Our Google Search Data Out in the Wild? The Countdown Has Begun!

Google forced to share all information related to search queries with competitors? An antitrust project from the European Commission that looks like a bad idea dressed up as a good one — both in cybersecurity terms and with regard to users' privacy. While the EU says it is ready to listen to criticism, time is running out to get a dangerous program back on track.

The date passed almost unnoticed, lost in the flood of Brussels regulation. And yet it matters. On May 1, 2026, at 11:59 PM, the public consultation on Google’s search data sharing project under the DMA (Digital Markets Act) will officially close. The final decision will be imposed on Google on July 27, 2026. Behind this technocratic calendar, a major upheaval is taking shape, with far-reaching consequences: the obligation for the dominant search engine to share part of its most precious fuel — the search data of Europeans.
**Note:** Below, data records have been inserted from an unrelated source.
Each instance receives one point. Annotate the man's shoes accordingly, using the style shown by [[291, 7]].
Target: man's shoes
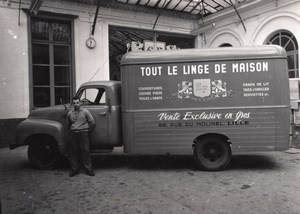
[[73, 173], [90, 173]]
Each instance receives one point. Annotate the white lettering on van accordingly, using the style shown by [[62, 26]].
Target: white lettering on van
[[172, 70], [166, 116], [202, 116], [151, 71], [195, 69], [220, 68], [250, 67]]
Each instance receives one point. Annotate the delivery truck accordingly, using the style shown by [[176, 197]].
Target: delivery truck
[[207, 103]]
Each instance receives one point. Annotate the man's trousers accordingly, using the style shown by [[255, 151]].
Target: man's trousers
[[79, 151]]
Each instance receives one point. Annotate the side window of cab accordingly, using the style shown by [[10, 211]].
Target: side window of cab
[[93, 96]]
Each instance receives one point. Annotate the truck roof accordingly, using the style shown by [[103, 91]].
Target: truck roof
[[103, 82], [196, 54]]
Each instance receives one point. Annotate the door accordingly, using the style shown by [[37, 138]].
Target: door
[[94, 100]]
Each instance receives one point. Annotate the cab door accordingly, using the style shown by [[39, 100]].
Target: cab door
[[94, 100]]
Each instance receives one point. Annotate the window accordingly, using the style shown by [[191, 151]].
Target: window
[[93, 96], [51, 61], [288, 41], [225, 45]]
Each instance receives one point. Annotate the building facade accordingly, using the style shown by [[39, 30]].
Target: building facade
[[49, 50]]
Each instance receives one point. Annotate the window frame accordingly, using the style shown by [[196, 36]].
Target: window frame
[[59, 18]]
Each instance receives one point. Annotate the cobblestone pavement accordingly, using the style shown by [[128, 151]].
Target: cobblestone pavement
[[264, 183]]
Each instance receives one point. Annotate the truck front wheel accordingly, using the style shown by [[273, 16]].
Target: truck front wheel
[[43, 154], [212, 154]]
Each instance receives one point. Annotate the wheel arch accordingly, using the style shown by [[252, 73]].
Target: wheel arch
[[39, 128], [222, 137]]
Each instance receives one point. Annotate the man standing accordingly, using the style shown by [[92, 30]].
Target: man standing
[[81, 122]]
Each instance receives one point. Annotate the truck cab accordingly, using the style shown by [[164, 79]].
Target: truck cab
[[46, 130]]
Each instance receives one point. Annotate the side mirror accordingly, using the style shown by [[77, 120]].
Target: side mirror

One might think the EU did not particularly want people to look too closely at this matter: the consultation opened on April 16 and only surfaced in the media when a press release was issued on April 15. The Commission explains that it wants to improve the services of Google’s competitors by giving them access to the data Google uses to refine its results. As is often the case, the road to hell is paved with good intentions: the goal is to break the informational asymmetry that allows Google to maintain a crushing lead over its rivals. A new antitrust mechanism, in short. In practice, the chosen tool is explosive.

The mechanism is based on Article 6(11) of the DMA. It requires the American giant to share with competing search engines — including chatbots with a search function — data on queries, clicks, views, and result rankings. The Commission summarizes it itself: the aim is to share rankings, queries, clicks and views used to optimize services. In plain terms, Google must hand over to its competitors the very heart of its business model.

Data Linked to Users’ Most Intimate Secrets

The technical documents go further. They indicate that Alphabet will share search data daily and at the record level, via API, including information such as queries, timestamps, language, device type, access point (Chrome, Android, Assistant, etc.), interactions (clicks, scrolling, absence of click) and the order of displayed results. In other words, the company must provide its competitors not with a statistical dashboard, but with a detailed behavioral map of European users’ browsing habits. Of course, the Commission states that this data will be anonymized, governed by contracts, and subject to security audits. Yet this is precisely where the veneer begins to crack.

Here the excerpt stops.